Is there corruption in the pharmaceutical field? Of course. There's corruption everywhere. But I'll take my chances with these so-called "killer medications" because it's the only thing that gives me my son back.

Justice said...

Oops. Wrong book title. "We've Got Issues." by Judith Warner. She's good at reporting on both sides of the issue.

Dee Dawning said...

Hi Jenna, Absolutely, there is a purpose and a need for drugs. And as you correctly surmised it's abuse , the revenue generating over prescription of drugs that I'm talking about.

Does America need to spend twenty milion, million dollars a year on prescription drugs? I say NO! From top to bottom, the drug marketing structure is geared to making money. Isn't there a conflict of interest for congressmen to take money from lobbyists for drug favorable legislature? Isn't there a conflict of interest for doctors who prescribe drugs to get kick backs from drug manufacturers as the article below discloses.
http://www.nytimes.com/2007/05/09/business/09anemia.html?_r=1

How would you feel about getting a prescription filled and taking a drug if you knew the doctor was getting paid to prescribe it.

My belief is that because of the addictive qualities and the dangerous side effects of many drugs, they should only be taken if the alternative is worse--to save a life and it sounds like in the case of your mother, that is the case.

Thanks for contributing.

Dee Dawning said...

Hello Justice, I feel for you, dealing with the situation you described. Are there legitimate situations that require chemical response? Of course. And yours sounds legitimate, but let me ask you. The drug manufacturers spend tens of billions, twenty-five percent of every dollar earned on advertising: http://www.sciencedaily.com/releases/2008/01/080105140107.htm.
Since the public theoretically can't buy their drugs without a prescription from their doctor, why are they spending this money? To get the people to ask their doctors to prescribe them They may not.

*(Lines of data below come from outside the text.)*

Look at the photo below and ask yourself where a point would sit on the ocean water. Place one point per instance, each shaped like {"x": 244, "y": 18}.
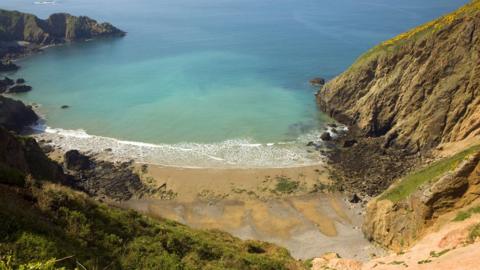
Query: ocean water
{"x": 227, "y": 80}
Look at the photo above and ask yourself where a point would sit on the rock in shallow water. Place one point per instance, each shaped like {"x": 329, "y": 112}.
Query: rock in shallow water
{"x": 19, "y": 89}
{"x": 326, "y": 136}
{"x": 317, "y": 81}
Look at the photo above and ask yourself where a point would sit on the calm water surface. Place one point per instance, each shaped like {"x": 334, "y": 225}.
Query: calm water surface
{"x": 208, "y": 71}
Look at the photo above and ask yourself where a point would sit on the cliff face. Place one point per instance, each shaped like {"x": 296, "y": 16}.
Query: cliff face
{"x": 397, "y": 223}
{"x": 58, "y": 28}
{"x": 14, "y": 115}
{"x": 417, "y": 90}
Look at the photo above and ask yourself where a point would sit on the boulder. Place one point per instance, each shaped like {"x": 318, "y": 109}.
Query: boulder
{"x": 74, "y": 160}
{"x": 326, "y": 136}
{"x": 14, "y": 115}
{"x": 349, "y": 143}
{"x": 19, "y": 89}
{"x": 8, "y": 66}
{"x": 354, "y": 198}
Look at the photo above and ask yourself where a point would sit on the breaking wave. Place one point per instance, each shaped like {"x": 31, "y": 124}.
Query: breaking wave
{"x": 235, "y": 153}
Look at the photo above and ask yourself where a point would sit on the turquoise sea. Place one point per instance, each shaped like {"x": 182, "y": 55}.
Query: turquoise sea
{"x": 222, "y": 79}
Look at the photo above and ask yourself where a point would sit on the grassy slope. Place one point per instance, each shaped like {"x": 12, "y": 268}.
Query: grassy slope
{"x": 429, "y": 174}
{"x": 54, "y": 222}
{"x": 418, "y": 32}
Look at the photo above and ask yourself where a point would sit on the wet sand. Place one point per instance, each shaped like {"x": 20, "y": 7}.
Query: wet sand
{"x": 211, "y": 184}
{"x": 307, "y": 225}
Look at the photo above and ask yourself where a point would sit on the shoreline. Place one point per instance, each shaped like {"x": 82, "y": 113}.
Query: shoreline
{"x": 306, "y": 150}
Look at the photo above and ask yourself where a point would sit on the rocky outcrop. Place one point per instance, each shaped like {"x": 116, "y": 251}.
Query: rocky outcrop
{"x": 23, "y": 156}
{"x": 22, "y": 33}
{"x": 5, "y": 83}
{"x": 7, "y": 66}
{"x": 398, "y": 224}
{"x": 14, "y": 115}
{"x": 103, "y": 179}
{"x": 58, "y": 28}
{"x": 19, "y": 88}
{"x": 417, "y": 90}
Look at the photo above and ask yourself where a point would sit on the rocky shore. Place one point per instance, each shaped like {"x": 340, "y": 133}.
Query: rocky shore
{"x": 23, "y": 33}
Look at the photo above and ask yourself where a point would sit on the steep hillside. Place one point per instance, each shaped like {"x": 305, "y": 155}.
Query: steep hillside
{"x": 400, "y": 216}
{"x": 416, "y": 90}
{"x": 43, "y": 221}
{"x": 58, "y": 28}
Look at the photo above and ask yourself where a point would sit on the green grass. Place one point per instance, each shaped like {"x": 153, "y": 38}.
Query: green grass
{"x": 474, "y": 233}
{"x": 11, "y": 176}
{"x": 39, "y": 224}
{"x": 417, "y": 33}
{"x": 463, "y": 215}
{"x": 429, "y": 174}
{"x": 424, "y": 261}
{"x": 286, "y": 185}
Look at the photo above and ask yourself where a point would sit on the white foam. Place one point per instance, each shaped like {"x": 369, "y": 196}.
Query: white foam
{"x": 238, "y": 153}
{"x": 45, "y": 2}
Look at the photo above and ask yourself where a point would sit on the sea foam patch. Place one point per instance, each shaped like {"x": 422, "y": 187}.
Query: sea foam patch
{"x": 235, "y": 153}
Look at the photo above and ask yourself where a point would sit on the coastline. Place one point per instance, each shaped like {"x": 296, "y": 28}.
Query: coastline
{"x": 234, "y": 153}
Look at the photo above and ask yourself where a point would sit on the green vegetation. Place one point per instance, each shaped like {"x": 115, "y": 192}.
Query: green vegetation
{"x": 430, "y": 174}
{"x": 417, "y": 33}
{"x": 474, "y": 233}
{"x": 11, "y": 176}
{"x": 463, "y": 215}
{"x": 286, "y": 185}
{"x": 42, "y": 223}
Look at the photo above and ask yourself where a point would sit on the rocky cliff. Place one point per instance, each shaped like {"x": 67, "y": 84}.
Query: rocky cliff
{"x": 58, "y": 28}
{"x": 22, "y": 33}
{"x": 400, "y": 216}
{"x": 416, "y": 90}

No they are probably not needed, but they ask for them anyway.

Do elderly people need to to take twenty different drugs a day, many of which are taken to counteract the side effects of other drugs they are taking and in turn cause new side effects? I think not.

As I said earlier in another post, one of the worse things that ever happened, was allowing drug companies and ambulence chasers to advertise. It costs a whole lot of money to advertise, yet they do it so it must pay off and pay off big.

Thanks for your contribution. You added to the dialogue and gave us additional things to consider.

Ray said...

I remember going to hospital or clinic drug fairs while in the Navy. We got fruit or pizza depending on the time of day. There was literature, pens and sometimes even PDR's. Since there were several companies it was kind of even handed. Still the doctors and even the pharmacy personnel were speaking to salesmen who were the marketing part of the companies. They were not doctors, pharmacists or researchers.

Doctors tend to write prescriptions for what they have discussed with the latest salesman, especially those who give him/her free drug samples. Many times the old tried and true medications that are no longer a company's "greatest thing since sliced bread" product.

When I was on one Navy ship we had seven doctors on board for their Reserve summer. One young doctor asked for a medication we didn't carry. He asked why. I told him and he got all upset. At the time the senior doctor in the group was sitting in the pharmacy just talking to me. He was the medical director of a major hospital in Cleveland, Ohio. He turned to the young doctor and said, "Harry, when you have been practicing medicine as long as I have you take what you can get." His hospital and the Navy work on a formulary system. We carry what we are authorized, especially aboard ship. In order to get something that is formulary, but not on the authorized shipboard allowance list the doctor has to specifically request that item.